Thursday, August 23, 2007

Attorney Casts Wide Net, Comes Up Empty

I walked into the courtroom over at the Bankruptcy Court building a few minutes before 9 am in this morning. All of the attorneys were in place and Judge Kocol was already sitting on the bench and patiently watching the clock. As soon as it struck 9 he called the proceedings to order. Day four of the NLRB vs. News-Press hearing was underway.

First order of business was the matter of the subpoena issued by the paper's attorney Barry Cappello to documentary filmmaker Sam Tyler for his footage of any interviews of former employees of the paper that Tyler has filmed for his yet to be released film on the meltdown at the paper. Tyler had earlier filed a written petition to revoke the subopoena.

Tyler appeared without an attorney and answered a few questions from the judge about his background and the nature of his project. The the judge turned to Cappello and asked him specifically why he wanted the footage. Cappello said that the reporter's interviews could potentially be used to impeach them, i.e., to show that what they said on film may contradict what their testimony in the hearing is, and that he had no other source for such information.

After listening the judge responded, "Seems to me Mr. Cappello the interest Mr. Tyler has in going forward with his project outweighs your interest in this matter." The judge also descriped Cappello as being on a "fishing expedition." Perhaps sensing he was about to lose I detected a faint sign of desperation as Cappello continued his argument and criticized the film as being a "sort of Michael Moore type project." The judge quickly countered "I won't hear that kind of assertion." The judge then granted the petition to revoke the subpoena. Tyler left the courtroom even though he was free to stay, no longer being under subpoena.

Testimony continued from witnesses with an appearance by News-Press human resources director Yolanda Apodaca, also known as "The Angel of Death." That was followed by a brief encore appearance by Scott Steepleton. More on their testimony on tomorrow morning's post.

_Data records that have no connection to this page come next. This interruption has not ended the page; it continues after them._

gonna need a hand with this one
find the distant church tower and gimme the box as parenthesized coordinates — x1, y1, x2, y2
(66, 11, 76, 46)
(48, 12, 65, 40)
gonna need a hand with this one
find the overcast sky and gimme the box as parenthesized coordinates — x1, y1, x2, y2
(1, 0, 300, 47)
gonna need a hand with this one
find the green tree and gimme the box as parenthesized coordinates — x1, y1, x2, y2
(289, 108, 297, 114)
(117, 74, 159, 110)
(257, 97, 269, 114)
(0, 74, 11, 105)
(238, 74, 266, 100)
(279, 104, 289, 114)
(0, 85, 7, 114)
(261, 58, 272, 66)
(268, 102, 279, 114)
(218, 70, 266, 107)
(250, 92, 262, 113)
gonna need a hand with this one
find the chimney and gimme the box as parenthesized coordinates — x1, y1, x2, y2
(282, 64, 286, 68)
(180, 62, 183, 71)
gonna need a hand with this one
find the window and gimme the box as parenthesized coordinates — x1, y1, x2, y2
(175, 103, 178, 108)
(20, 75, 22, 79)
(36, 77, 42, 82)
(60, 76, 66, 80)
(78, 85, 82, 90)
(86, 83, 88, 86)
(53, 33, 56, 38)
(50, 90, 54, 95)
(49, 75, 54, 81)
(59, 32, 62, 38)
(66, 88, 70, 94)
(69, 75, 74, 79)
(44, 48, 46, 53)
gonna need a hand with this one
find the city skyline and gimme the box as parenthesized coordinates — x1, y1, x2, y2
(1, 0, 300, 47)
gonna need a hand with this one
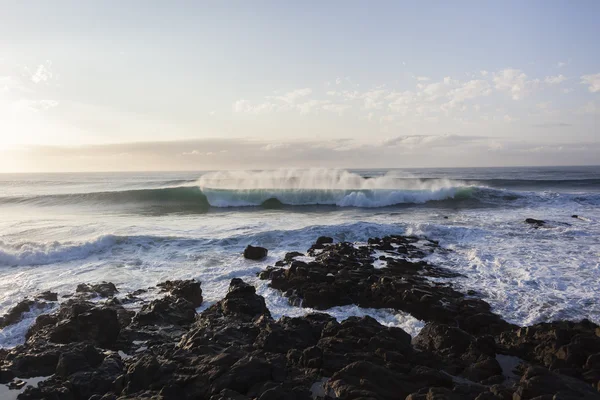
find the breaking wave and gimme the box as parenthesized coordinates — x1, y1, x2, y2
(3, 168, 596, 210)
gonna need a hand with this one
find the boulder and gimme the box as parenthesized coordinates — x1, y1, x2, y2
(243, 245, 268, 260)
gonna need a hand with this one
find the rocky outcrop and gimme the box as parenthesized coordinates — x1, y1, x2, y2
(260, 236, 513, 336)
(1, 236, 599, 400)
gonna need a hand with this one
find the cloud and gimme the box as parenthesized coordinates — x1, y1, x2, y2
(581, 73, 600, 93)
(446, 80, 491, 107)
(233, 99, 276, 114)
(322, 103, 352, 115)
(416, 76, 431, 82)
(493, 68, 532, 100)
(271, 88, 312, 104)
(31, 61, 54, 84)
(12, 99, 59, 112)
(296, 99, 329, 114)
(13, 135, 600, 172)
(544, 75, 566, 85)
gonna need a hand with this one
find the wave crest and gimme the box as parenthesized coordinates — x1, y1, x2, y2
(0, 235, 119, 267)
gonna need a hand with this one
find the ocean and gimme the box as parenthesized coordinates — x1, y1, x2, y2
(1, 166, 599, 348)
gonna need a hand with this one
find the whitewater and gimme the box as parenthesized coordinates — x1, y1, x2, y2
(1, 166, 599, 348)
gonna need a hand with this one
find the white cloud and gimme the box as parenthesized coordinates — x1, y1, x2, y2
(233, 99, 276, 114)
(557, 61, 567, 68)
(296, 99, 329, 114)
(544, 74, 566, 85)
(581, 73, 600, 93)
(446, 80, 491, 107)
(31, 61, 53, 84)
(322, 103, 352, 115)
(493, 68, 531, 100)
(416, 76, 431, 82)
(262, 143, 291, 151)
(272, 88, 312, 104)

The witness of the day, and it looks like he will be there for the rest of today and probably into tomorrow, is former assistant City Editor, Bob Guiliano. Among the things he was asked about was his recollection of January 9th of this year when at the end of the day he got a phone call from reporter Leana Orsua who had been assigned by Steepleton to cover the NLRB hearing on the paper's objections to the process leading up to the Union election.

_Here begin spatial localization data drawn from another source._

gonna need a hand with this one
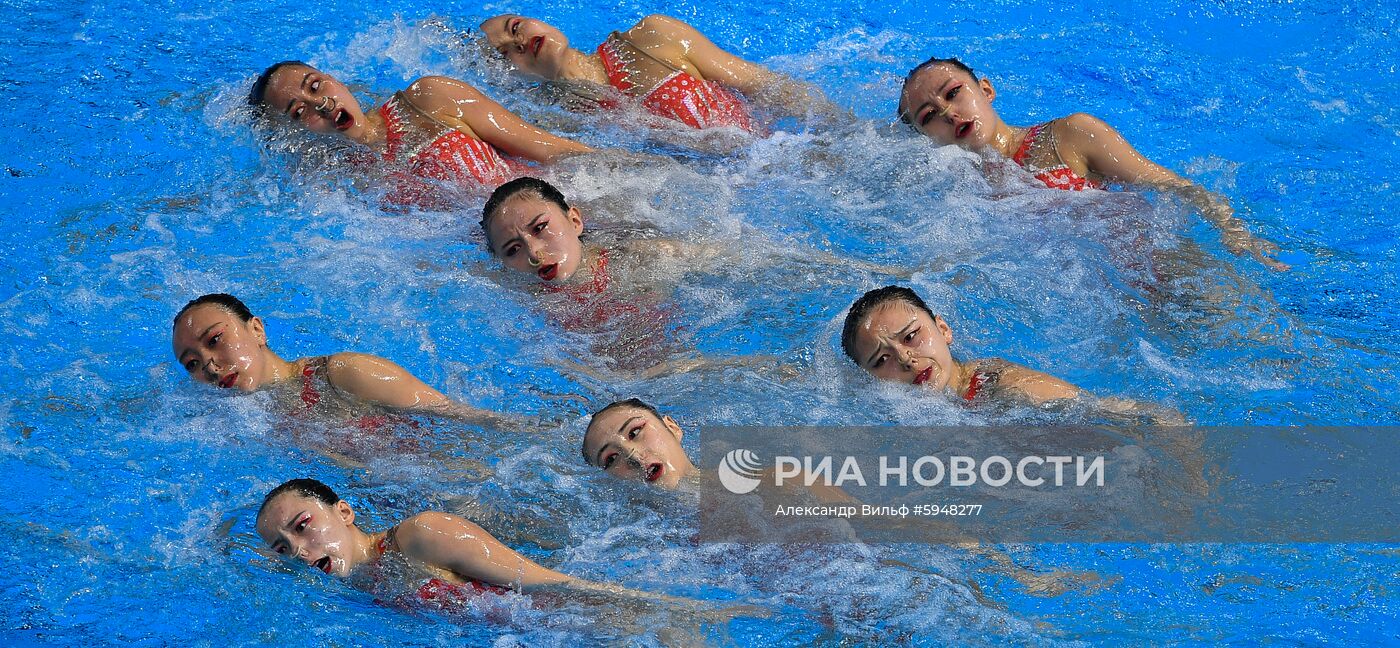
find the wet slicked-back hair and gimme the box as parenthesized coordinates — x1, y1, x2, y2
(258, 478, 341, 518)
(897, 57, 979, 126)
(582, 398, 665, 464)
(840, 285, 937, 363)
(480, 176, 571, 248)
(173, 293, 254, 327)
(248, 60, 309, 107)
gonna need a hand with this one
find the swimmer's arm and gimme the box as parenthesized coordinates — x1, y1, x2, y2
(641, 15, 845, 122)
(1058, 113, 1286, 270)
(398, 514, 730, 612)
(402, 76, 594, 163)
(997, 363, 1082, 405)
(619, 237, 727, 267)
(323, 353, 524, 429)
(394, 512, 572, 589)
(1094, 396, 1189, 426)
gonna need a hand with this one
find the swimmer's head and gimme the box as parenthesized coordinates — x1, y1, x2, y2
(842, 286, 961, 391)
(481, 177, 586, 283)
(583, 399, 697, 488)
(248, 62, 371, 140)
(898, 57, 1001, 149)
(171, 293, 273, 392)
(479, 15, 572, 80)
(255, 478, 364, 578)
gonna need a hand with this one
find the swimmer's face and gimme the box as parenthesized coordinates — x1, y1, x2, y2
(583, 406, 694, 488)
(899, 63, 1000, 149)
(849, 300, 959, 390)
(256, 492, 360, 577)
(486, 192, 585, 283)
(172, 304, 270, 392)
(480, 15, 571, 80)
(260, 64, 367, 138)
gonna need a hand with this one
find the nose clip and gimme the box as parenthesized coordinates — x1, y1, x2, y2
(528, 256, 541, 268)
(316, 96, 332, 113)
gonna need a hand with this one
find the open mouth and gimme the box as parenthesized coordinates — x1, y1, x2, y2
(314, 556, 332, 574)
(530, 35, 544, 58)
(537, 263, 559, 281)
(913, 367, 933, 386)
(645, 463, 663, 482)
(218, 372, 238, 389)
(954, 121, 973, 139)
(333, 108, 353, 131)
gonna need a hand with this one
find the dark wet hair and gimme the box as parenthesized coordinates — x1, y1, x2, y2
(840, 285, 937, 363)
(258, 478, 341, 518)
(897, 57, 979, 126)
(583, 398, 665, 464)
(480, 177, 570, 248)
(173, 293, 254, 327)
(248, 60, 309, 107)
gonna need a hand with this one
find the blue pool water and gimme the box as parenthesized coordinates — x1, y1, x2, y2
(4, 0, 1399, 643)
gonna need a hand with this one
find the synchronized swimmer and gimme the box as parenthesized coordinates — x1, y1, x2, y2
(479, 13, 841, 131)
(248, 61, 592, 206)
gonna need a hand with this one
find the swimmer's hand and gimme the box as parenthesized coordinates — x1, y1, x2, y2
(1220, 225, 1289, 271)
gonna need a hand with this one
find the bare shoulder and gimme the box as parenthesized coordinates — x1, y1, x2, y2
(624, 14, 693, 45)
(323, 351, 378, 375)
(1056, 112, 1119, 144)
(995, 360, 1080, 403)
(402, 76, 485, 109)
(394, 511, 469, 549)
(323, 352, 408, 388)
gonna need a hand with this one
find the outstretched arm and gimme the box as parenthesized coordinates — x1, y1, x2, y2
(395, 512, 572, 589)
(323, 352, 526, 429)
(402, 76, 594, 163)
(397, 511, 743, 616)
(1058, 113, 1286, 270)
(997, 363, 1082, 405)
(637, 15, 846, 123)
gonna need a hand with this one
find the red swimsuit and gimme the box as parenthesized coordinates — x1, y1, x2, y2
(539, 249, 642, 330)
(378, 95, 520, 206)
(1012, 121, 1102, 191)
(374, 532, 510, 612)
(595, 36, 756, 132)
(294, 357, 395, 431)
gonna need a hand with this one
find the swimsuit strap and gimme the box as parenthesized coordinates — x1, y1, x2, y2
(606, 32, 685, 74)
(598, 33, 686, 98)
(1012, 123, 1046, 166)
(591, 248, 611, 292)
(963, 370, 984, 401)
(299, 356, 327, 408)
(1014, 120, 1075, 169)
(375, 526, 398, 557)
(378, 93, 455, 163)
(379, 97, 406, 159)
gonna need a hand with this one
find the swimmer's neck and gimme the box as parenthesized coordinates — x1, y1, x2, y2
(257, 350, 302, 389)
(987, 120, 1025, 161)
(346, 527, 387, 573)
(950, 358, 979, 399)
(558, 49, 610, 86)
(348, 109, 388, 148)
(560, 244, 607, 285)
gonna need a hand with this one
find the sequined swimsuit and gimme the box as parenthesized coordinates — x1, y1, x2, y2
(374, 529, 510, 611)
(378, 93, 520, 205)
(1012, 120, 1103, 191)
(595, 34, 756, 132)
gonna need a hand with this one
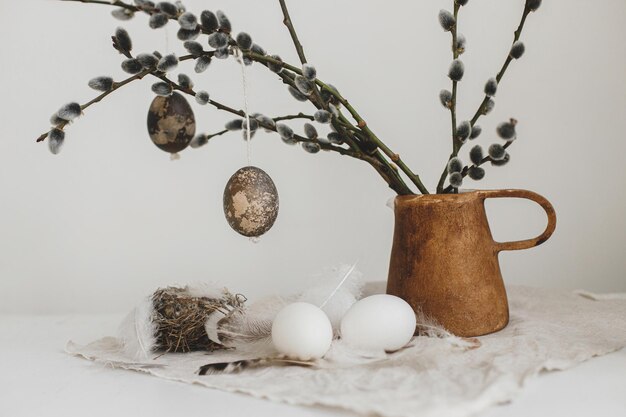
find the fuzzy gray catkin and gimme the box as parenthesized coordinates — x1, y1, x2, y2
(177, 73, 193, 89)
(216, 10, 231, 33)
(491, 153, 510, 166)
(48, 128, 65, 154)
(200, 10, 218, 31)
(510, 41, 525, 59)
(468, 166, 485, 180)
(195, 91, 209, 105)
(137, 53, 159, 69)
(195, 56, 211, 73)
(255, 115, 275, 131)
(527, 0, 542, 12)
(225, 119, 243, 131)
(190, 134, 208, 148)
(184, 41, 203, 56)
(276, 123, 294, 140)
(121, 59, 142, 74)
(251, 43, 266, 56)
(449, 172, 463, 188)
(482, 98, 495, 115)
(157, 54, 178, 72)
(88, 76, 113, 92)
(151, 82, 172, 96)
(302, 64, 317, 81)
(295, 76, 313, 95)
(447, 157, 463, 174)
(178, 12, 197, 30)
(488, 144, 507, 160)
(439, 90, 453, 108)
(149, 13, 169, 29)
(448, 59, 464, 82)
(157, 2, 178, 17)
(236, 32, 253, 50)
(470, 145, 484, 165)
(177, 27, 200, 41)
(214, 48, 229, 60)
(328, 132, 343, 144)
(456, 0, 469, 6)
(456, 121, 471, 142)
(267, 55, 284, 73)
(288, 86, 308, 102)
(455, 33, 466, 54)
(304, 123, 318, 139)
(484, 78, 498, 96)
(57, 102, 81, 121)
(302, 142, 321, 154)
(497, 120, 517, 140)
(314, 110, 332, 124)
(112, 8, 134, 21)
(470, 125, 482, 139)
(208, 32, 228, 49)
(115, 27, 133, 53)
(438, 9, 456, 31)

Guiliano testified that Leana had called him from her home and said that she couldn't write the story. She had sat in court that day and listened to Steepleton describe the incident where a number of the reporters in the newsroom had "marched" on Wendy McCaw's office to deliver a letter to her. Orsua was in the newsroom at the time but was not a participant in the march. According to Guliano, she said that she felt that Steepleton's description of the marchers as "stomping" (or perhaps "stamping") was not the way it happened and she couldn't write a story about a proceeding in which her boss had lied.

Guliano informed Steepleton of this but leaving out the part where Orsua was claiming he was lying. Ultimately, according to Guiliano, Steepleton wrote the story of that day's proceedings which ran under a "Staff Report" by-line. Of course that is interesting because last week, Steepleton testified that he couldn't remember who wrote the story.

I must say, Guliano appears a bit nervous and fidgety on the stand, as perhaps, many witnesses might be. Things should get very interesting when Cappello gets him on cross-examination which figures to be later today.